Links between Benghazi attackers and Algerian gas plant terrorists?

How blind is the Obama administration to the global threat of Islamic terrorism? The recent terror alert, which was precipitated by a conference call between 20 different al-Qaeda offshoots, along with the rise of jihadism in North Africa shows just how extensive these terrorist networks have become despite all the effort we've made to attack and cripple them.

Authorities sifting through the rubble of the Algerian gas plant attack from last year have made some troubling connections between those North African terrorists and those who attacked our diplomats in Benghazi.

Reuters:

Inquiries into the bloody assault on an Algerian gas plant are uncovering increasing evidence of contacts between the assailants and the jihadis involved in killing the U.S. ambassador to Libya nearly a year ago.

"And now the environment throughout the Maghreb has become conducive to expansion as well," said Tankel, who is writing a book on how jihadis adapted after the Sept 11, 2001 attacks on the United States.

The extent of the contacts between the militants is still unclear and nobody is sure there was a direct link between the attack on the U.S. consulate in Benghazi and the carnage at In Amenas, where 39 foreign hostages were killed in January.

But the findings, according to three sources with separate knowledge of U.S. investigations, shed some light on the connections between Al Qaeda affiliates stretching ever further across North and West Africa.

The lack of detail, meanwhile, highlights the paucity of intelligence on jihadis whose rise has been fuelled by the 2011 Arab uprisings and who have shown ready to strike scattered Western targets including mines and energy installations.

That makes the region an even greater worry for Western countries at a time of heightened security over the threat of more al Qaeda attacks in the Middle East and North Africa.

At the center of the web is Al Qaeda in the Islamic Maghreb (AQIM), which has expanded far from its Algerian birthplace and now has links to other jihadi groups in Maghreb countries, including Tunisia and Libya. Their shared ideology combines with other, often financial, interests.

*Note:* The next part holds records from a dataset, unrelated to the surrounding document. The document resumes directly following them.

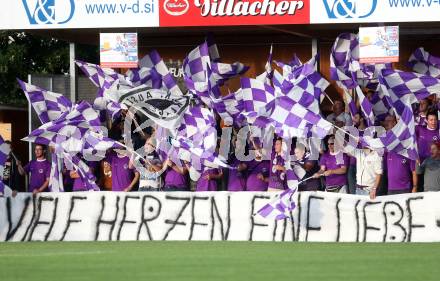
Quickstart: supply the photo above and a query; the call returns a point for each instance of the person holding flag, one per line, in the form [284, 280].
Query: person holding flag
[334, 169]
[39, 170]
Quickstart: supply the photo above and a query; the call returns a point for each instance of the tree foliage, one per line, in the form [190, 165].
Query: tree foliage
[23, 53]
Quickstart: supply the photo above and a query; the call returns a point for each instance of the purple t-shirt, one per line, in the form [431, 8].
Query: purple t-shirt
[255, 168]
[236, 179]
[331, 163]
[175, 179]
[40, 171]
[399, 172]
[277, 179]
[425, 137]
[78, 183]
[207, 185]
[122, 174]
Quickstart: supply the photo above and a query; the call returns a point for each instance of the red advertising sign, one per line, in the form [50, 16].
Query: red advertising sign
[233, 12]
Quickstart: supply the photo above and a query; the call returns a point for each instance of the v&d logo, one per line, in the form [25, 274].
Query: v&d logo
[49, 11]
[350, 9]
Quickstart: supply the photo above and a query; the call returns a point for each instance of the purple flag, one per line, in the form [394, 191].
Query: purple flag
[424, 63]
[284, 203]
[257, 98]
[400, 139]
[409, 87]
[49, 106]
[5, 149]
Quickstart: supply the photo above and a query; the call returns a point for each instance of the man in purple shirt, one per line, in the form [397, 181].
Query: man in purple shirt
[334, 169]
[401, 173]
[277, 177]
[176, 177]
[39, 170]
[124, 175]
[258, 175]
[236, 175]
[78, 183]
[208, 180]
[426, 135]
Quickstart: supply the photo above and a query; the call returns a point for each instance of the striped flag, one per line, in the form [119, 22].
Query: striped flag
[5, 149]
[48, 105]
[424, 63]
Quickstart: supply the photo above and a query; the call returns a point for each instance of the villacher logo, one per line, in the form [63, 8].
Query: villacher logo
[176, 7]
[349, 9]
[247, 8]
[49, 11]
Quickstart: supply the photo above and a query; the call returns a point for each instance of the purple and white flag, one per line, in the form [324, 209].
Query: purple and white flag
[291, 119]
[366, 107]
[230, 107]
[424, 63]
[302, 83]
[409, 87]
[5, 149]
[48, 105]
[56, 176]
[196, 63]
[103, 78]
[257, 99]
[284, 203]
[155, 62]
[345, 68]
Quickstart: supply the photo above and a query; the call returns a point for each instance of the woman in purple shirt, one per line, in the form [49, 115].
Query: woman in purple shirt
[78, 183]
[309, 167]
[208, 180]
[334, 169]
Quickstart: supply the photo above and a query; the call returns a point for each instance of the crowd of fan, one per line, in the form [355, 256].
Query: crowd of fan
[354, 171]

"Its leaders are survivors; they are opportunists," said Stephen Tankel, an Assistant Professor at American University in Washington.

Apparently, we've been nearly asleep at the wheel while these sophisticated networks have been developing in a strategically important part of the world.  And the bottom line is that they seem to be growing stronger while we become relatively weaker.

Not a recipe for success or even progress.